Sağ yarıkürenin arketipsel imgeleri bastırıldığında içe döner ve bir fantezi dünyası yaratır. Eğer fanteziye sağlıklı ve yaratıcı bir çıkış yolu varsa, bunda yanlış bir şey yoktur, ancak çoğu durumda bu çıkış bulunamaz. Korku, bastırmanın temelidir ve korku kabul edilmediğinde sadece bedenimizi değil tüm varlığımızı enerjisiz bırakır. Yaşanmayan bir yaşam, vücudun fiziksel enerjisini giderek tüketir ve çeşitli sağlık sorunlarına yol açar. Daha da kötüsü, yaratıcı bir çıkış yolu bulamayan fanteziler, gerçek kaderimize giden yolu tıkar. Onları içeride ne kadar uzun süre tutarsak, o kadar çarpık hale gelirler, ta ki ilk başta basit bir arketip olan şey çok daha karanlık bir forma dönüşene kadar. Bu formun sorumluluğunu alana kadar içimizdeki yaratıcı gücün farkına varamayacağız.
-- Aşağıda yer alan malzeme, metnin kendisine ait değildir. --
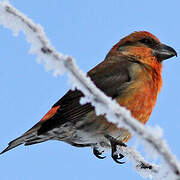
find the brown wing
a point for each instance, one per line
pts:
(110, 77)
Gerici doğa; Yanlış yönlendirilmiş

İnkâr ve öfkeye dayanan gerici doğa, içsel fantezileri yansıtma alanına çevirir ve onları tezahür ettirmeye çalışır. Eğer öfke ve derinlere yerleşmiş korkular kabul edilip kabul edilseydi, içimizdeki arketipler gerçekten dünyada kendini gösterirdi ama gerici doğa buna asla izin vermez. İçindekilerden saklanmak için dış dünyayı kullanıyor. Bunlar, akıllarında harika bir fikir olan ancak onu asla hayata geçirmeyen türden insanlardır. İnkarlarının derinliği nedeniyle, bir gün neye dönüşebileceklerine dair içsel imajdan vazgeçemezler. Bu tür insanlar periyodik olarak hayal kırıklığıyla ve hatta çöküşle karşılanır. Sanrı, gerçek rüyayı gölgede bırakan sahte bir rüyayı gerçekleştirme girişimidir. Ve gerçek rüyanız ortaya çıkana kadar, gerçek güçten yoksun bir kukla ortaya çıkacak.

Hediye; Sihirli gerçekçilik

11.Hediye çağımızın en büyük anahtarlarından biridir. Görüntülerle oynanan oyunlardan ve sağ yarıkürenin yaratıcı enerjisinden ne kadar çok insan ilham alırsa, dünya o kadar sağlıklı olacaktır. Tarihsel olarak, dişil enerjinin ve genel olarak kadınların bastırılması, 11. Gölge’nin neden olduğu beyin kimyamızdaki dengesizliğin doğrudan bir tezahürüdür. Kalıplaşmış kolektif imajlarımız atalarımızdan kalma geçmişimizin baskısıyla belirleniyor. Başka bir deyişle bu görüntüler anılardır. Ve bunlar sadece kişisel değil, binlerce yıldır bastırılan kolektif anılardır. Bu tür anılar arketip olarak varlığını sürdürür ve arketipin gücünü anlarsanız, 11. Hediyenin, İdealizm Hediyesinin dinamik enerjisiyle çalışabilirsiniz.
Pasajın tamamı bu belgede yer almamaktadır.